Why We Shouldn't Get So Outraged Over Kids' Screen Time
AppleMagazine|June 28, 2019

There are health and practical reasons not to be too worried

Benjamin Kerry & Gavin Lenaghan

THERE ARE HEALTH AND PRACTICAL REASONS NOT TO BE TOO WORRIED

It’s always fascinating to read of the ‘moral panics’ that arise from time to time with regard to how much of our finite time we should spend looking at screens. Unless you’ve printed off this article, you’re presumably staring at a screen right now, and you may well work in a job that requires you to spend a large proportion of the day doing so. However, that doesn’t stop many of us being anxious about the subject of screen time – not least when it comes to our children.

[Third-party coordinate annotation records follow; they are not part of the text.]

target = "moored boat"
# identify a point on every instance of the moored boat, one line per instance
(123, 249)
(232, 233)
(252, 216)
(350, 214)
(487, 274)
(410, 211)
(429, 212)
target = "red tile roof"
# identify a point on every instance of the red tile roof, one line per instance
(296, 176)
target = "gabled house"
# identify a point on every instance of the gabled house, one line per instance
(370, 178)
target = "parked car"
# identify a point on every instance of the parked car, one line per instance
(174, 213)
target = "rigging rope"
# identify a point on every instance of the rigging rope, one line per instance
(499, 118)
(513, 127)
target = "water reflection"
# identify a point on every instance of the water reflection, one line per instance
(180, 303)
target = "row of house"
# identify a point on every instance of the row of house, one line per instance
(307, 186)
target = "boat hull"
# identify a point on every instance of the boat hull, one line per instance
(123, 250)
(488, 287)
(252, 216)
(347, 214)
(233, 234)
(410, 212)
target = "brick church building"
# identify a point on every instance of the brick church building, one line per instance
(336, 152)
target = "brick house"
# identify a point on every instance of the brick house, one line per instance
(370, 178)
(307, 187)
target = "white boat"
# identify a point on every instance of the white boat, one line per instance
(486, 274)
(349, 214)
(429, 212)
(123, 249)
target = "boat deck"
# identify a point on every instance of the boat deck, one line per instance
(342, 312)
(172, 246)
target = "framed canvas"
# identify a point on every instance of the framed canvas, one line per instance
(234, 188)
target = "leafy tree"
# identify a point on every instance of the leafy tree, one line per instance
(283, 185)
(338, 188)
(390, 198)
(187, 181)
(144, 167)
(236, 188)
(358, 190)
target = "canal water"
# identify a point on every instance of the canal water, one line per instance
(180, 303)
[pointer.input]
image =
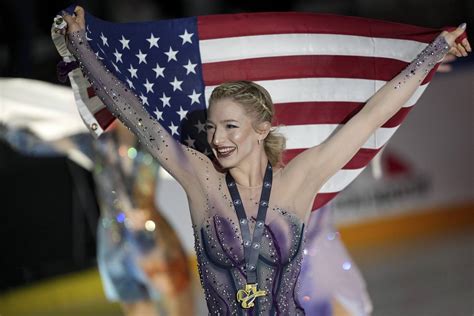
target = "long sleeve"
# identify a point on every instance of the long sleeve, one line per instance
(177, 159)
(391, 97)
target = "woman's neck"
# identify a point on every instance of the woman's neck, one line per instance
(250, 174)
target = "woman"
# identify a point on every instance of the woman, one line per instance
(141, 261)
(250, 259)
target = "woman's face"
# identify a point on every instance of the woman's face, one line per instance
(230, 133)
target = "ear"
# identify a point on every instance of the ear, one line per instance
(263, 129)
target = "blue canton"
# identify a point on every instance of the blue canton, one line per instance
(160, 61)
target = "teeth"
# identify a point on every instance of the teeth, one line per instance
(224, 150)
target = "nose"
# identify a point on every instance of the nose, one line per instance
(217, 137)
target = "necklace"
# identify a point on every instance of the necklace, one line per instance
(247, 296)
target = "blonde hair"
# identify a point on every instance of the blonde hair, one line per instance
(257, 103)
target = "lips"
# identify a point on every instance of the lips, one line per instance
(224, 152)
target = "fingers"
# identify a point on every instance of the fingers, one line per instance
(69, 19)
(459, 30)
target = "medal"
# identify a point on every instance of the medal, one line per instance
(247, 296)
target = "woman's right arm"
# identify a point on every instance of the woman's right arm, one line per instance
(181, 162)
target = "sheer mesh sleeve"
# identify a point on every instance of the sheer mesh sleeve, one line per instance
(423, 63)
(180, 161)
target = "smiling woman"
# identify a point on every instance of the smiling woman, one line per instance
(249, 252)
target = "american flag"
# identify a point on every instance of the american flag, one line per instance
(320, 70)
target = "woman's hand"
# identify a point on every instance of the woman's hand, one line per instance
(458, 49)
(75, 22)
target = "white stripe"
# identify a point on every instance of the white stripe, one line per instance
(340, 180)
(305, 136)
(323, 89)
(257, 46)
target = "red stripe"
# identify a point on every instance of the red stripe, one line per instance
(290, 67)
(231, 25)
(304, 113)
(360, 159)
(316, 66)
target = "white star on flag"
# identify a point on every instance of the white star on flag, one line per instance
(98, 56)
(159, 71)
(190, 67)
(176, 84)
(144, 99)
(130, 84)
(141, 57)
(149, 86)
(194, 97)
(171, 54)
(165, 100)
(104, 39)
(133, 71)
(200, 126)
(190, 141)
(158, 114)
(182, 113)
(124, 42)
(116, 68)
(153, 40)
(186, 37)
(118, 56)
(174, 129)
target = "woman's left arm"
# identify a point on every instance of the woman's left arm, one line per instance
(319, 163)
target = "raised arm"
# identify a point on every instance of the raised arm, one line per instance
(318, 164)
(180, 161)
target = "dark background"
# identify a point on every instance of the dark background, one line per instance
(48, 211)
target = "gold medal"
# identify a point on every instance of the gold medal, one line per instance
(246, 297)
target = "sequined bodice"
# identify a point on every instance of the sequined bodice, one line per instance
(220, 255)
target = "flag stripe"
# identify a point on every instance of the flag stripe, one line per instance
(273, 45)
(219, 26)
(340, 180)
(323, 89)
(320, 132)
(316, 66)
(360, 159)
(326, 113)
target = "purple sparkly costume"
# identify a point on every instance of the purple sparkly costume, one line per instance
(218, 240)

THE ARGUMENT OVER HOW MUCH SCREEN TIME OUR CHILDREN ‘SHOULD’ HAVE

First of all, let’s not deny one thing: that children do routinely invest a considerable proportion of their free time into looking at a screen. Just consider this ABC News story, for instance, which documented one California family’s participation in an experiment that saw no restrictions at all placed on their young ones’ screen time for 48 hours.

The findings for the Harding family’s four children, aged between six and 11 years at the time of the study, might make for staggering reading for those of you who aren’t parents, but probably not so much if you do have children of your own. While it should be noted that the participating kids sometimes used two screens simultaneously – thereby inflating the final numbers – it’s still incredible in some ways that one child racked up 46 hours of screen time in total over just 48 hours.

The author of the story, ABC technology correspondent Becky Worley, didn’t hesitate to register her own discomfort with the figures, stating: “I love technology… I have been covering and studying this issue for a long time. As a result, I am super strict with my 10-year-old twins: no screens at all during the week and only TV shows on the big screen on the weekends. No YouTube, no tablet games, no Xbox or PlayStation in our house. My two exceptions are planes and hospitals.”

NOT EVERYONE SHARES THE SAME BELIEFS ABOUT SCREEN USE

Now, you might imagine that in light of her credentials as a long-time observer of the tech world – in her words, “I even have a master’s degree that centers on the intersection of computer science and education” – Worley would be better-qualified than most of us to assess what constitutes healthy and unhealthy screen use. What’s more, it’s been reported down the years that even some of the biggest names in technology, such as Bill Gates and the late Steve Jobs, have imposed stringent limits on how much time they have allowed their children to spend staring at a screen.